Tommy grinned. “I hear one of the men married a high-class prostitute, and she lives on the ranch with him. You sure your grandpa doesn’t sneak over there and pay her visits? I hear he has a soft spot for wild women.”
“Gretta is a nice lady and our friend. My grandpa helped her daughter down in Mexico and he was almost killed. Gretta is Cole Decker’s wife now. Even if she wasn’t, my grandpa loves my grandma an awful lot. Him and Gretta are just friends ’cuz women like that were good to him when he was little. He just likes to help people is all.”
Tommy shook his head. “Boy, oh boy, that sure doesn’t sound like the Jake Harkner I’ve always heard about. I’ve always heard he likes wild women and is mean as a snake and sneaky as one. He’s killed a lot of men and never regretted any of it. Why would a man like that want to help people?”
“’Cuz a lot of people helped him over the years. He told us he just wants to do somethin’ to make up for it, but don’t take that for granted. He’ll turn on you in a minute, if you talk bad or do somethin’ to anybody in the family.”
“Jake!” Young Jake heard his grandfather yell out to him. “Get away from Tommy and mind your business.”

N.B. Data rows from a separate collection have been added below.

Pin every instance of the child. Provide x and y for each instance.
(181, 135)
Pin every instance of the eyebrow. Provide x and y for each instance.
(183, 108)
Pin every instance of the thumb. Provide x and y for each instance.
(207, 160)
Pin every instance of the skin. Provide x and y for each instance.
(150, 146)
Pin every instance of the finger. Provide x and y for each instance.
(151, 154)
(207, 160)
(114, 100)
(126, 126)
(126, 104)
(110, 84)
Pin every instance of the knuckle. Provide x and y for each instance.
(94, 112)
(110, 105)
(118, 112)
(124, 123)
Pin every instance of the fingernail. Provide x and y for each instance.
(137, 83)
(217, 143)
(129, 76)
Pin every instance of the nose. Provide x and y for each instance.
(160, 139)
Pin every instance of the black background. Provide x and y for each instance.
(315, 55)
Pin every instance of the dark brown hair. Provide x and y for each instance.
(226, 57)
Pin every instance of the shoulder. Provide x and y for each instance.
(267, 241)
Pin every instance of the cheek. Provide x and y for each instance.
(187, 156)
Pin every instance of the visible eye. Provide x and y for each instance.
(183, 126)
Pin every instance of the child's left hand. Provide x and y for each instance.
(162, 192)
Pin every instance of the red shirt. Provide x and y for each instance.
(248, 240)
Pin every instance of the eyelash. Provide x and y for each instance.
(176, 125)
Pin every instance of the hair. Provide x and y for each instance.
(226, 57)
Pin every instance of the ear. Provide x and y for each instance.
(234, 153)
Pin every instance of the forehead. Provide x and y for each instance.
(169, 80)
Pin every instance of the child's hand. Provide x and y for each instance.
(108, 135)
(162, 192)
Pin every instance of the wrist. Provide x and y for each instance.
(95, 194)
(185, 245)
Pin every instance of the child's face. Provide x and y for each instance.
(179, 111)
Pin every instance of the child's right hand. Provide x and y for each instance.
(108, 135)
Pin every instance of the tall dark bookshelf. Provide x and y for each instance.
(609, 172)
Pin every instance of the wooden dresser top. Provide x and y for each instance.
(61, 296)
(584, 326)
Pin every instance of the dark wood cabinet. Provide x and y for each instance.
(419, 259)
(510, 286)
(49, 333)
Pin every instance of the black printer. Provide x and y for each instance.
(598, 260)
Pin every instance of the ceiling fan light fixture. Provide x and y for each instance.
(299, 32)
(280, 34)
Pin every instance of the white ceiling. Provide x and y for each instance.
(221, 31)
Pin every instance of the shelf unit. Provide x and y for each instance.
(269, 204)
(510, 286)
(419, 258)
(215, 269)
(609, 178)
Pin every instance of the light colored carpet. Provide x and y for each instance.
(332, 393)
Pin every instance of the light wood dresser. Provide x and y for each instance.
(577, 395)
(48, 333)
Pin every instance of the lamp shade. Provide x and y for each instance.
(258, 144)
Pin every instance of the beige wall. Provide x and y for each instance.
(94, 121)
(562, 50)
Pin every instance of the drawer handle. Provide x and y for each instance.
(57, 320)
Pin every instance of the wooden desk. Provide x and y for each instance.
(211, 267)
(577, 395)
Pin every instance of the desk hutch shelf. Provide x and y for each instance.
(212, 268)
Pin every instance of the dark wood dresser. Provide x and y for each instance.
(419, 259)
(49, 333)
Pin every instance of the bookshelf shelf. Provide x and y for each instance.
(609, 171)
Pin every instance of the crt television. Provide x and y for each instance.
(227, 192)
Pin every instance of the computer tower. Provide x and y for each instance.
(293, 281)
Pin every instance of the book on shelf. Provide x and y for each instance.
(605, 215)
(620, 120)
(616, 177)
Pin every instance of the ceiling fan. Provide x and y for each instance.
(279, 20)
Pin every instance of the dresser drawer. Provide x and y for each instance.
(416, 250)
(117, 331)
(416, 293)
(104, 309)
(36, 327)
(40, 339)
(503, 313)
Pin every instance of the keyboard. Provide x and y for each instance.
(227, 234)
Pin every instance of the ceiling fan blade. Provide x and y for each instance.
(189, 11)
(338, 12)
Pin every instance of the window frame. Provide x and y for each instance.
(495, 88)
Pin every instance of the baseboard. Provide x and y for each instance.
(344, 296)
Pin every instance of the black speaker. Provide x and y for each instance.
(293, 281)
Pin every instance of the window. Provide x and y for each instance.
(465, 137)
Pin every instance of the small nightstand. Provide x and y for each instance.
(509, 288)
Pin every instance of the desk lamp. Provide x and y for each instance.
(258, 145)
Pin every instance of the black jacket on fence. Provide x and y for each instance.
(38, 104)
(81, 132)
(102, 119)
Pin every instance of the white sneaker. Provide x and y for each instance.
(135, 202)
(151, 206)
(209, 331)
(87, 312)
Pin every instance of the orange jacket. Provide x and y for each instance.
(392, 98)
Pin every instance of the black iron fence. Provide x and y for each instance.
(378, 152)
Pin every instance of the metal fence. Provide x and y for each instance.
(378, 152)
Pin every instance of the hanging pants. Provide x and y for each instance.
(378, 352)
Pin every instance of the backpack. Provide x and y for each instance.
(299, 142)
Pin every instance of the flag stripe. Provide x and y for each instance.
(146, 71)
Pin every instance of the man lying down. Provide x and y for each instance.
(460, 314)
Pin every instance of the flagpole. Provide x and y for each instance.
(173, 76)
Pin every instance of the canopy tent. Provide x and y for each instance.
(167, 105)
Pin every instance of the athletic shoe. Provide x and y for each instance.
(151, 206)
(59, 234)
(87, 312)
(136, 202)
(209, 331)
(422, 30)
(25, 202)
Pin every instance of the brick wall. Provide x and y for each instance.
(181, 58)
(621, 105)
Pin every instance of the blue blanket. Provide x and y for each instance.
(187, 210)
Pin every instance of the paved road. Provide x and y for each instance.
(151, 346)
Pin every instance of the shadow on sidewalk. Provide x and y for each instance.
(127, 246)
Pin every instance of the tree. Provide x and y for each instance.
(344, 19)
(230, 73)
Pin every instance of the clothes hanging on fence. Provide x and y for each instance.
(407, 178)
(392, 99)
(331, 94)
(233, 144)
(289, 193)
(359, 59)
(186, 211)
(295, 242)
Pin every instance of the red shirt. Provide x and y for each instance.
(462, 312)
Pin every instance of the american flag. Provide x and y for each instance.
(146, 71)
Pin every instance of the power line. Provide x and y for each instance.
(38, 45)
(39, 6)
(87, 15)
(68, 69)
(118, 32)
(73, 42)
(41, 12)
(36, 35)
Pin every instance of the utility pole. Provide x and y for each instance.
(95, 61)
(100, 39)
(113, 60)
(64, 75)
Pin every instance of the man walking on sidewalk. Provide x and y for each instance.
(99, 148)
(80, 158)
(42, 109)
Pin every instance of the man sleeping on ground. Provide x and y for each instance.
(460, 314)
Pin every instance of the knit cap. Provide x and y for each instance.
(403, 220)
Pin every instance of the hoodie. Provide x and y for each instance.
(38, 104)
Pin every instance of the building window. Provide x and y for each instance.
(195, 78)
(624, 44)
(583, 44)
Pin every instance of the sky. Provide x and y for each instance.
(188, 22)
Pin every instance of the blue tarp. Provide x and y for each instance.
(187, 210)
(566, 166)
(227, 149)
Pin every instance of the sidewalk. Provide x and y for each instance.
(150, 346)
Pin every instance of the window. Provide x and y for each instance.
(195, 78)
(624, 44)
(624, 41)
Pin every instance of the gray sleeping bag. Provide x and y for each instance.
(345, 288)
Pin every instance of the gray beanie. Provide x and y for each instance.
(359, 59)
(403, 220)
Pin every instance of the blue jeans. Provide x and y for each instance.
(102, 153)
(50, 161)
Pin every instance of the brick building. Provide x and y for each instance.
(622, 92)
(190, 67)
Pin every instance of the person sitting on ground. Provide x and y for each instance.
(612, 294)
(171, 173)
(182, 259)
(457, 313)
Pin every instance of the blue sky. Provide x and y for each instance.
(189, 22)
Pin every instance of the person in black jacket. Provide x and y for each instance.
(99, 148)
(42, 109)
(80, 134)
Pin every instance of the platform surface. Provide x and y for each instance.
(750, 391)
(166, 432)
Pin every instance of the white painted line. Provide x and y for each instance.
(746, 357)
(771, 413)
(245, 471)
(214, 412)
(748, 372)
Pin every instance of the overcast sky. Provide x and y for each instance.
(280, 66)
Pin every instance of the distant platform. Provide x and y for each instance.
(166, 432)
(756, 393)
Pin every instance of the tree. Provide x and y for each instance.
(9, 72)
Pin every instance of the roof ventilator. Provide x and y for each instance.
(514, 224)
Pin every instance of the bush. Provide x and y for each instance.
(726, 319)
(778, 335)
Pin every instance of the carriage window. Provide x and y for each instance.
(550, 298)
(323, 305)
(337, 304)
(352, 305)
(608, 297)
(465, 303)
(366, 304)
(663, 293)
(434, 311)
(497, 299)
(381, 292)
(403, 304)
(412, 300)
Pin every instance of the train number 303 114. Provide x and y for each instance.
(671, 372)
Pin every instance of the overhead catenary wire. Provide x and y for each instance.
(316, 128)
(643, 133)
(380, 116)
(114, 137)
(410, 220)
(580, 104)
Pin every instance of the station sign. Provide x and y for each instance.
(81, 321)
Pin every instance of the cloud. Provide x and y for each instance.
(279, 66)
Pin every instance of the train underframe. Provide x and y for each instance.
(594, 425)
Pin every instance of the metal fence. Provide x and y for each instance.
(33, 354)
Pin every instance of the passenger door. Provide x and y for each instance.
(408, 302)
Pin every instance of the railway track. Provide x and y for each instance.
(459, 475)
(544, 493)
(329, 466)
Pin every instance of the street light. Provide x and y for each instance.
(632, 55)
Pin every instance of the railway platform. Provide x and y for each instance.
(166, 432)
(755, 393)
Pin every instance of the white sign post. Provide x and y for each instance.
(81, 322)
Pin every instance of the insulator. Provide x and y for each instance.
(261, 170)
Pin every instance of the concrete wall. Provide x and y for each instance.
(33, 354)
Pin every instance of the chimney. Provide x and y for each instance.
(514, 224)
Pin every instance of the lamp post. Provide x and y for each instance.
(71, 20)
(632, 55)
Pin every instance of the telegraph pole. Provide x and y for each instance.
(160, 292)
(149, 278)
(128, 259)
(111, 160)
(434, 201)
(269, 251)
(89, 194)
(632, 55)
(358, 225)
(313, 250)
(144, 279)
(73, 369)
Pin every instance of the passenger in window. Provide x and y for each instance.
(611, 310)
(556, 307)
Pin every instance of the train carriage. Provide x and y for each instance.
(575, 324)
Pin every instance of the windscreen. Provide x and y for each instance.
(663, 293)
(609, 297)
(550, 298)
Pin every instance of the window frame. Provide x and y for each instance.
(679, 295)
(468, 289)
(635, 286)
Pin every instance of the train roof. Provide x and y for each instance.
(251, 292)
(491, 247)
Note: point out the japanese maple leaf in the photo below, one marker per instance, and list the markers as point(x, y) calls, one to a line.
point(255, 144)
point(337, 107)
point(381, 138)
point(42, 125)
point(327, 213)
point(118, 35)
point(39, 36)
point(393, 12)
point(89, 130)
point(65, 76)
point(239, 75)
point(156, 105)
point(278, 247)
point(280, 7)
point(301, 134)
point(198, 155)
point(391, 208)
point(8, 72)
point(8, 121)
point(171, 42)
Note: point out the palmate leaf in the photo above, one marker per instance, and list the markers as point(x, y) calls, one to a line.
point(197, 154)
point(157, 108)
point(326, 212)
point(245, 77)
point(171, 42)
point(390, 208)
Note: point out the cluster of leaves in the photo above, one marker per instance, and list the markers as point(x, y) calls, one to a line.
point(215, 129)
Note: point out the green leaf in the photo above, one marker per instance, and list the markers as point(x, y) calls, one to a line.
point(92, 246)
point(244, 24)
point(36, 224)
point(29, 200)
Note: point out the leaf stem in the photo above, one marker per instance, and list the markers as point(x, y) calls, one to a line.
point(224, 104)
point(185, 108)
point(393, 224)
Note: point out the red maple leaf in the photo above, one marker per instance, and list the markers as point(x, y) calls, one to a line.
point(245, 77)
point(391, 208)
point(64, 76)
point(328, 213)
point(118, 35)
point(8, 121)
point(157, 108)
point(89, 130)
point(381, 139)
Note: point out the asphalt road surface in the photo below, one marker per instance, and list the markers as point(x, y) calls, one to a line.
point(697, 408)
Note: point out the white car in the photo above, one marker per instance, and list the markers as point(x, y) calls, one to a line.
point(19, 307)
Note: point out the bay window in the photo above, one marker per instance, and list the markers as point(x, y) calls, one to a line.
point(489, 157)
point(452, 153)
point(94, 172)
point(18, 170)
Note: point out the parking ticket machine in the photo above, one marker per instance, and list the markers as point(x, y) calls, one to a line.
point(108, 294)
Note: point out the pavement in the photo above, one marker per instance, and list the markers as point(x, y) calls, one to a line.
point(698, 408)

“I’m just makin’ sure he knows not to make trouble,” Jake told his grandfather, sitting a little taller in his saddle and adjusting his hat.
Big Jake grinned. “He knows it. Ride on ahead and watch for holes and such so we don’t lose a wheel and get stuck out here in the cold.”
“Sure, Grandpa.” Young Jake rode off, and Big Jake kicked his horse into a gentle lope and rode closer to Tommy.
“I’ll unchain you as soon as we get onto J&L land. If you choose to run off, you’ll be in a bad way. A storm is coming and we’re trying to hightail it home before it hits. You might as well make up your mind to stay at the bunkhouse and be glad you’re inside and warm.”
Stephen and Ben rode up to Jake then.